One of my favourite things about the UK is that taxes are included in the price on items at stores. So if you see that something is £25, you don't need to worry about trying to figure out the tax so you know how much you need to give the cashier. You'll give them £25 and they'll give you a receipt. So simple! One thing I can't make up my mind about quite yet is store hours. Shops close fairly early around here, mostly by 8:00 on weekdays and Saturdays, even the big stores at the mall. On Sundays, it's even earlier. Also on Sundays, grocery stores over a certain size are only open from 10:00 until 4:00, so you have to plan accordingly. There's nothing worse that realising on Sunday evening that you don't have everything you need for dinner. Smaller grocery stores will be open later because they're under a certain square footage, but they obviously have fewer items, so if you need something specific, you might be out of luck. However, I do like their reasoning for having shorter business hours. They're giving their employees opportunities to have a life outside of work and to spend time with their families. And if I remember correctly, most places were open a little longer around Christmastime, but it wasn't anything too extreme. And you would never see anything like Black Friday hours over here, especially running into national holidays. 

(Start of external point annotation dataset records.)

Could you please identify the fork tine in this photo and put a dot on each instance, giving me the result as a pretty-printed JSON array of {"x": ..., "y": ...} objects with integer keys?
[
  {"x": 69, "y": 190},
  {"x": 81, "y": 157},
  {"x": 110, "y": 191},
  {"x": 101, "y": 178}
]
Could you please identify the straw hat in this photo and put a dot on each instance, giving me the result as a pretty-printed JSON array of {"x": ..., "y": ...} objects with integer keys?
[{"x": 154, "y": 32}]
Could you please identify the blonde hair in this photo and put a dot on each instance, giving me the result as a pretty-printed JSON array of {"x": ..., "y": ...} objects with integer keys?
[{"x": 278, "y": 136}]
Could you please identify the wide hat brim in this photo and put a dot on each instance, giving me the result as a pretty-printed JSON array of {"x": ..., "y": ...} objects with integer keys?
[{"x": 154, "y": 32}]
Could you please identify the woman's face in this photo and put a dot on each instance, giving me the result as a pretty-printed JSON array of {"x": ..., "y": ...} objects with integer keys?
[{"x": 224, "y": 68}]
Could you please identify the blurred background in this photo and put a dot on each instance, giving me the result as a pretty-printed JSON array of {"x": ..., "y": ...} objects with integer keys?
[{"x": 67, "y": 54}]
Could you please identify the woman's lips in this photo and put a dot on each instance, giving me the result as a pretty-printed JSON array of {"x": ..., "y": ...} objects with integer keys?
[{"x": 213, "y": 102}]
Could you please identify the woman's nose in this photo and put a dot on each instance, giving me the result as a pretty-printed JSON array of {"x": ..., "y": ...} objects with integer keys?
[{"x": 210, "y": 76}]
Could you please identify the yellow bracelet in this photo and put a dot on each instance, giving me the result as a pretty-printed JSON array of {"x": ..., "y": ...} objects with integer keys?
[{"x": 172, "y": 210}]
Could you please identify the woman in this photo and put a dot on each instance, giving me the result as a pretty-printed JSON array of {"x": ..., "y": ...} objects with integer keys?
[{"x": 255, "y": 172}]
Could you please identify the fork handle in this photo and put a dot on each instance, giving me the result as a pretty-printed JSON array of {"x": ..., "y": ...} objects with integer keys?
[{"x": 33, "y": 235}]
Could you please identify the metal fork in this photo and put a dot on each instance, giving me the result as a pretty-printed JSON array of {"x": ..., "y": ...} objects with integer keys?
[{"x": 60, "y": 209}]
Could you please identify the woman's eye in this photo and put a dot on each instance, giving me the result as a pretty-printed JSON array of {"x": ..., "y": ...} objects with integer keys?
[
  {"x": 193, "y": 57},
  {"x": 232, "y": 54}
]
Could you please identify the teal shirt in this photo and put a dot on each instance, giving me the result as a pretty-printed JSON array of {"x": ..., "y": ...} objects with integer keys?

Here, you're going to get charged 5p per bag, no matter where you are. I experienced that in Boulder before I moved, and I'm reading that more cities and states are working toward that now, but it's e v e r y w h e r e here, even beyond grocery stores. If you want a cart, you have to put a pound coin (or a token you bought for a pound) into the handle to unlock it from the rest. That means you have to return your cart to a designated spot otherwise you won't get your coin/token back. There are no carts left around the car parks. It's genius! You also can't take the carts off the property, as they have a magnet in the wheels and will lock when you get to the edge of the lot and I think that's pretty cool. Grocery shopping is otherwise the same. I always feel like it's cheaper here, especially produce, but I haven't actually crunched the numbers with an exchange rate. And it's not like all American foods and products have made there way over here. Some ingredients that I would consider standard seem a bit more rare, but we're often able to find them in the Indian section. Like cornmeal or popcorn kernels. The grocery store we go to has a small "American" section where we often buy Kraft Macaroni. They also sometimes have root beer (you'll never see it on a menu), marshmallows, pop tarts, Reese's peanut butter cups, Mike & Ike's, and more. I guess I'm just an adult because I kind of love grocery shopping, hence why it has its own category.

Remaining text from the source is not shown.